Fundamentalism is dying, but even its death agony evokes havoc. Al Qaeda and the Taliban, Hindutva, North Korean Stalinist fundamentalism, Sinhala chauvinism, and the like are not yet finished, and they will do more harm before they are extinguished, though the 21st Century has given notice that this is their

last hurrah. Change and development are irresistible but unevenness in benefits is playing havoc with the poor, the marginalised and the culturally fearful – that is the majority of the global population. Imperialist led globalisation has not shown the ability to bridge the gulf between the oppressed and the conditions of oppression, nevertheless fundamentalism is an atavistic reaction, a throw back that the steamroller of internationalism will eventually crush. Then, the incredibly difficult challenge is the conflict between internationalism, on an ever widening scale, and the celebration of pluralism on whatever scale makes social and cultural life fruitful and meaningful.

Abuse of power, signpost to totalitarianism

In Lanka anti-pluralism prevails ad nauseam – majoritarian chauvinism, armed minority nationalism, a semi-theocratic constitution, a government that wants to legislate the Eight Noble Truths and the Ten Commandments – I am refurbishing my cellar before 2015 – and most recently, legislative proposals prescribing what names political parties can give themselves! Add to this the 6th Amendment and we have legislative strangulation.

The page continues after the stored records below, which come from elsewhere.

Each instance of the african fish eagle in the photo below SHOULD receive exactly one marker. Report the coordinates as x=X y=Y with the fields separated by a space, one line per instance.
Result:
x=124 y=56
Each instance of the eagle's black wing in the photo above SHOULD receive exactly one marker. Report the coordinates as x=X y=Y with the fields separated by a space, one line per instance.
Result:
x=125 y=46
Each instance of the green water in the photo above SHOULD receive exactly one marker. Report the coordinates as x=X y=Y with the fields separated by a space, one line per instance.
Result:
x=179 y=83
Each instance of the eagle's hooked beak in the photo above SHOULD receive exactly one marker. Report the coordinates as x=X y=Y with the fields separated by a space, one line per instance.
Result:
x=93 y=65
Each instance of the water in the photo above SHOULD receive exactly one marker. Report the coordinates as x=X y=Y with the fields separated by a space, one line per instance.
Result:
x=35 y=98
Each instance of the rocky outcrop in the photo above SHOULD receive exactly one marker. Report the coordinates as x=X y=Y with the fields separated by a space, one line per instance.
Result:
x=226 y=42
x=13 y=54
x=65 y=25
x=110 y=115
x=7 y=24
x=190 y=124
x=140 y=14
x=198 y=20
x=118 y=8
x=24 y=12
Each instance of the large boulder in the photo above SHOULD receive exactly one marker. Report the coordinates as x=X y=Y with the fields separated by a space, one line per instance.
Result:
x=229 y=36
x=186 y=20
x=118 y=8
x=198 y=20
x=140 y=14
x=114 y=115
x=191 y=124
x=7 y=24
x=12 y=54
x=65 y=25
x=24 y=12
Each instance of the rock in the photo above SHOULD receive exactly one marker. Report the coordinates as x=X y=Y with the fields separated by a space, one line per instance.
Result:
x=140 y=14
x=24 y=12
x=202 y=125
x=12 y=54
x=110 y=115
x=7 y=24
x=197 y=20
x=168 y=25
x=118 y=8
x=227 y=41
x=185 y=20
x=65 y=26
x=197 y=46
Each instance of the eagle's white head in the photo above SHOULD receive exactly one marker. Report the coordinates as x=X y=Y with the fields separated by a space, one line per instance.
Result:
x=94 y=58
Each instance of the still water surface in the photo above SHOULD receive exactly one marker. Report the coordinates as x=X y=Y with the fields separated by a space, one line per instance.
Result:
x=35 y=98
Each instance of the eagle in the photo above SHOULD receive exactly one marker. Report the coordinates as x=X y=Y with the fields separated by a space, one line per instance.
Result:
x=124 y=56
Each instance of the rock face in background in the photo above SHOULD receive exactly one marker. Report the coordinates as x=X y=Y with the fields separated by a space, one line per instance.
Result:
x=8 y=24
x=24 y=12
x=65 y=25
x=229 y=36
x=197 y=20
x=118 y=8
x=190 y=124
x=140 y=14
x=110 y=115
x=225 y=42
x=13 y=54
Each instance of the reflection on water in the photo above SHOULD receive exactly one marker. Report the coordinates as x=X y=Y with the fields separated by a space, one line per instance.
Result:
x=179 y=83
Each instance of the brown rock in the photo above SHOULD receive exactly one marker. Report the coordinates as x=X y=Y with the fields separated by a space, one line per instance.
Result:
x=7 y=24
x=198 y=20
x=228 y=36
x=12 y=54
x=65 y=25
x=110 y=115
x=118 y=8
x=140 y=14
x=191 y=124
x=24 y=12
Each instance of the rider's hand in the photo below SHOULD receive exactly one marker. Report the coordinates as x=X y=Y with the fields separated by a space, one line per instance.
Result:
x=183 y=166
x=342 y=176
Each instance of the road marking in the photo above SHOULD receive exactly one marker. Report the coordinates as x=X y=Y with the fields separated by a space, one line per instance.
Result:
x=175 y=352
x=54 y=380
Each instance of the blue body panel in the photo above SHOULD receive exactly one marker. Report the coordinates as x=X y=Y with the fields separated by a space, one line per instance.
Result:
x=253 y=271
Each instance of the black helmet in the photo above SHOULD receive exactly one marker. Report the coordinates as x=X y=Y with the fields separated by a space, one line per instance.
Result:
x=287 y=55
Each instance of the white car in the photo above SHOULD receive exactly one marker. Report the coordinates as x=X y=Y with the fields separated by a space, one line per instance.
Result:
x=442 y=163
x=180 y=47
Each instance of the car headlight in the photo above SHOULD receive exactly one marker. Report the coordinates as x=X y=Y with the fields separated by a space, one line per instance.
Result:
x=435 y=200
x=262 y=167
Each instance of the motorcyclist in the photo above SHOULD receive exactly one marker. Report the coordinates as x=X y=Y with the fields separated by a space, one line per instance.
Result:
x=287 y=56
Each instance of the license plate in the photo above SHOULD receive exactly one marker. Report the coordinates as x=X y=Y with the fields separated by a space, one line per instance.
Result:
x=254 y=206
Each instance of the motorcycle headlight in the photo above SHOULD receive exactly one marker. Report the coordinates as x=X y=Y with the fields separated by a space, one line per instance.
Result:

Add what six lawyers were saying at a press conference as I reported last week (Sunday Island, 16 August, ‘Prudery, prohibition and political power’) and total acquisition of power by the regime is its aim. The newspaper front pages last week were full of stories of police brutality, murders in custody, brazen breaches of the law by high officers, and fabricated armaments finds. Headlines, so what? What the editorials don’t have the guts to candidly say is that all this is the consequence of the criminal misconduct of the political establishment, the UPFA political leadership – I am no UNPer by a long chalk. Abductions, assassination of students in Trinco and aid workers in Muttur, murder of journalists and editors (Tamil or anti-government), arrest on trumped up charges, cover-ups in the guise of inquiries and commissions; this is what emboldens the police and military establishments to function like a law unto itself. And this turn comes from totalitarian power in the hands of the regime, our new fundamentalism. Face it guys; don’t pussyfoot with the truth!